Ever wonder what it’s like to be responsible for security at Dropbox?
Patrick Heim doesn’t have to wonder. He’s the head of Trust & Security at Dropbox. With a diverse background, he’s got a lot of experience and insight to share.
We covered a lot of topics in a broad-reaching and exciting conversation. Here’s what he had to share about handling pressure, taking a data-driven approach to security, and why he’s excited about the future.
Security leaders are under a lot of pressure. It creates a struggle to maintain focus on what matters. How do you prioritize?
It’s true that there are many different topics and areas of focus under the security umbrella that compete for priority. At Dropbox, we take a practical risk-centric focus when deciding which security investments to prioritize. We have good data about what causes security losses for our users and use this data as a way of focusing our investments on “things that matter.”
There are also security features that are driven by compliance and integration needs. We prioritize these by looking across our entire based of customers and prioritize towards the biggest benefit for the many. This means that we are purposely not architecting compliance packages for various industries.
How does a data-driven approach work when everyone wants something from you?

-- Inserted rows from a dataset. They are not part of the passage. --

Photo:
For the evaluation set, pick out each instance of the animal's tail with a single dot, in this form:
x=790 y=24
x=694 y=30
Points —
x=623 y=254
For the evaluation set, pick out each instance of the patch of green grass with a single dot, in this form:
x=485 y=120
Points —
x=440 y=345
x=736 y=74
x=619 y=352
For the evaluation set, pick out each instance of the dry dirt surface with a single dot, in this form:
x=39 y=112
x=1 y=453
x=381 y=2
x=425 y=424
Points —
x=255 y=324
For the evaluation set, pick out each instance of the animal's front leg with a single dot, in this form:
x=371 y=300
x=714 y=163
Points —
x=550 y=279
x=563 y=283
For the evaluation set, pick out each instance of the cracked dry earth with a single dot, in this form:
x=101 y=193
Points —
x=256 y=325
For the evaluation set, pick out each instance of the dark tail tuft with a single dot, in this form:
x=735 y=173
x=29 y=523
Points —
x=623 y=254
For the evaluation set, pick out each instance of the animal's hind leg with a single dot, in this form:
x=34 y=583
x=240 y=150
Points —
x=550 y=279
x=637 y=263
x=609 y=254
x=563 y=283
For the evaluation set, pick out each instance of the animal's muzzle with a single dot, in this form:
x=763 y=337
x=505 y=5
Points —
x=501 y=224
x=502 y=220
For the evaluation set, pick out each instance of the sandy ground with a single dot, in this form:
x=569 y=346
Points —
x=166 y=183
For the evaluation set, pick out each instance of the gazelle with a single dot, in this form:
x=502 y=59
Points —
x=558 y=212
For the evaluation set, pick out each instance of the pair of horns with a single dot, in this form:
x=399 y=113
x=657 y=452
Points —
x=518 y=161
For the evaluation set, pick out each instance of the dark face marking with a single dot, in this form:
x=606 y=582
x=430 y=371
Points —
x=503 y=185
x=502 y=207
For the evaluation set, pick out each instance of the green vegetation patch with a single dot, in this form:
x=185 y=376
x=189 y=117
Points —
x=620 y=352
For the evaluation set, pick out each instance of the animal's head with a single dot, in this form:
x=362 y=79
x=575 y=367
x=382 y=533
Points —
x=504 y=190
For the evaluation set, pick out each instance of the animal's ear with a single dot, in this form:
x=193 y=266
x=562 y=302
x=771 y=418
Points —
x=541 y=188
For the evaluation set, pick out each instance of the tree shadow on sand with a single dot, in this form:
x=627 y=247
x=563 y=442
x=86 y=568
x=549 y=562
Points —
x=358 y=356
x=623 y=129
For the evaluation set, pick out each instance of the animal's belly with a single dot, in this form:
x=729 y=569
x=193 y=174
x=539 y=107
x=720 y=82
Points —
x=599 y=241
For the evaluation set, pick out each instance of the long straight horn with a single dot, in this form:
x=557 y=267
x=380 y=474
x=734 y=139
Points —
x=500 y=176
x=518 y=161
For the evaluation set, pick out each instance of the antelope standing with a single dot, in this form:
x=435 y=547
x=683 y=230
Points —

For example, how do you handle customer requests for new features? And how can other security leaders learn from your experience?
Customer requests are great pieces of feedback that give us a pulse on what’s going on within industries, regions, individual companies and what is affecting a larger pools of users. And the balance of these requests is just that - you have to find the sweet spot between addressing one-off requests and building features that have a broad impact.
We are carefully and deliberately evolving our controls and features. A critical consideration is how to do this in a manner that keeps an intense focus on simplicity and usability to preserve the outstanding Dropbox user experience.
Technology history is littered with companies that developed amazingly capable products but where the user experience was poor and therefore adoption suffered. Adoption is a critical - but often overlooked - component of keeping your data secure. Individuals are empowered with a huge number of technology choices. If IT doesn’t enable them with usable tools they love, they will simply hack around IT.
Since you brought it up - what are some of the larger risks across the user base you are focused on addressing? Are those areas that security leaders migrating to the cloud should focus on? Maybe something they should explore with their providers and partners?
Password reuse is a huge risk. Our investment in three different forms of 2-factor authentication (2FA) is an example of being proactive with this risk. The overwhelming majority of security breaches are a result of account takeovers where an individual has re-used the same password across multiple sites. When the “weakest link” site is hacked, the passwords are tested for access to Dropbox and other popular sites. We can’t control how our users re-use their password, but we can make it easy for them to turn on 2FA.
We’re working to educate businesses and users about the importance of passwords, and how to use passwords correctly so that their information is less likely to be hacked. Our data shows that organizations that have integrated Dropbox into web single-sign on (SAML) or individuals that have enabled 2FA on their Dropbox accounts have virtually eliminated all risk associated with account takeovers.
You’re in a position of scale. How can others benefit from your experience and insights?
We’re not in the business of security for security’s sake, but are instead committed to improving the state of security as whole for the entire industry.
To achieve this goal, we participate in selective threat sharing with other leading technology companies, which allows the opportunity to discuss and mitigate timely threats in real-time. This trusted security threat sharing system allows participating companies the capability to protect our users, while not sharing private, personally identifiable information.
We also participate in industry events on a regular basis and share some of the findings of our research.
We’re at an exciting time in security. It’s captured the attention of investors and driving a lot of startups. Start-ups seem like a double-edged sword. How do you figure it out?
I am excited, I have never seen so many companies innovating and investing in security. The truth is that many start-ups offer similar products, which can make it challenging to separate the wheat from the chaff. This is complicated by grandiose marketing claims as well as dropping a long list of buzzwords.
I recommend leaders determine the best options by knowledge-sharing with one another. Peer references are a great way of cutting through the noise and getting to the short-list.
At Dropbox, we’re also in a privileged position because we have some of the best engineering talent available. Whereas many organizations are in a situation that they have to go through product selection and integration, many of our investments come down to building our own products. The scale that we operate at and the uniqueness of our infrastructure often makes it difficult to even consider external security vendors.